Today our youngest left for a gap year on other continents. We won't see her or hear much from her for three months, then again in spring.
Last winter, before D-day, my fWS had been planning that our marriage would quietly end this fall with daughter's departure. Since D-day, we are both hopeful for a brighter future together with a stronger bond and a marriage we both deserve.
But things are still very hard, and we have a long way to go.
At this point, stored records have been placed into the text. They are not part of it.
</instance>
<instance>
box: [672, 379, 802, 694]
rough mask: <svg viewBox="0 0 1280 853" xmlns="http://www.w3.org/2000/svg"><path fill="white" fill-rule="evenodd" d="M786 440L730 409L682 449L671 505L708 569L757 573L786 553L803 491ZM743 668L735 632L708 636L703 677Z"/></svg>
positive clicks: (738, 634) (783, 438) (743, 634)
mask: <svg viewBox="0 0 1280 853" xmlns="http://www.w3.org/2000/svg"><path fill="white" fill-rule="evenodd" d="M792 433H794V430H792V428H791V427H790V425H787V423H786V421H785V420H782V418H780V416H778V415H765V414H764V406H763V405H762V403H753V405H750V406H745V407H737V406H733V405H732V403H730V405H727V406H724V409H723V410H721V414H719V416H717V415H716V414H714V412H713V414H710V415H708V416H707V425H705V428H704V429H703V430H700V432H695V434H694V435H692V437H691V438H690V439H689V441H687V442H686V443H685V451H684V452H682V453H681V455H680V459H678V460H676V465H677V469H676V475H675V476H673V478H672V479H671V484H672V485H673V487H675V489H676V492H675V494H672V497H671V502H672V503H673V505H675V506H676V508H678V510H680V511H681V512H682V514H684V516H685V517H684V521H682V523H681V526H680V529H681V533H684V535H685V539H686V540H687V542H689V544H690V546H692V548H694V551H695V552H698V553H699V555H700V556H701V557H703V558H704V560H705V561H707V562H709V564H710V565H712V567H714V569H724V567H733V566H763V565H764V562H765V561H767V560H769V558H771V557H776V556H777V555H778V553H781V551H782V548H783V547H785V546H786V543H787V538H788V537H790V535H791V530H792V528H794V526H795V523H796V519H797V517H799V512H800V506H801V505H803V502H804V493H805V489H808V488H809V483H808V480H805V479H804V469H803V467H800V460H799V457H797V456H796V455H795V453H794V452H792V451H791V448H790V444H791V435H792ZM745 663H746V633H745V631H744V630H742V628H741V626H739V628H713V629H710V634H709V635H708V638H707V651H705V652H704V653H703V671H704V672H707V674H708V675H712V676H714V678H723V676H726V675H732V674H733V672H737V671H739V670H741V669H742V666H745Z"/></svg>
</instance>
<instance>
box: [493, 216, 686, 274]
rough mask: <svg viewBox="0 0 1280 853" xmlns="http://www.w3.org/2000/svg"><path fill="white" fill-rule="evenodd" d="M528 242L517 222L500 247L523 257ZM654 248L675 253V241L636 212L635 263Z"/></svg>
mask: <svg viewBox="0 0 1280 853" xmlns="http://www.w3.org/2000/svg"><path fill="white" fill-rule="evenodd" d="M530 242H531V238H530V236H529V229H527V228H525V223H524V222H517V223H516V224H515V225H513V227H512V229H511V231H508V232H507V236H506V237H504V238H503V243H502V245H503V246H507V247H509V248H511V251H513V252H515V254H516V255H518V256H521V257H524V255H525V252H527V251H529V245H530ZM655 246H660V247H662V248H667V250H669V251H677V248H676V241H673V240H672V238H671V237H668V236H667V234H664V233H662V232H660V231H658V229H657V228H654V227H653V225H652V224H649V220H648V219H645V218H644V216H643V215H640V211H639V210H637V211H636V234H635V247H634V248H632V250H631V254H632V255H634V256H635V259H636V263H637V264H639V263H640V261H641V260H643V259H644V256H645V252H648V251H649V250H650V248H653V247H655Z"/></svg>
This is a poignant day for me. I am feeling the emotions of our daughter's growing up and leaving and the end of our lives as parents of kids-at-home (though we have a boomerang at home right now)on one hand, but also the pain of knowing that our marriage almost would have been ending now - but what's keeping it together is the most devastating thing that could have happened. Emotionally paradoxical. Bittersweet feelings of the kid growing up, pain of the D-day, a strange pain that without the D-day I would have been headed for a different kind of pain in the coming months, and some glimmers of hope for joy and renewal, and for the time we will have together without having to navigate all the houseful of kids.
By the way this is my first post with the little "f" in front of the WS. My fWS has made so much progress and is learning so much about himself and how he got into this predicament. He has earned the "f."
And I am learning to feel mixtures of emotions, pulling me in many directions at once. Today is a sad-good day.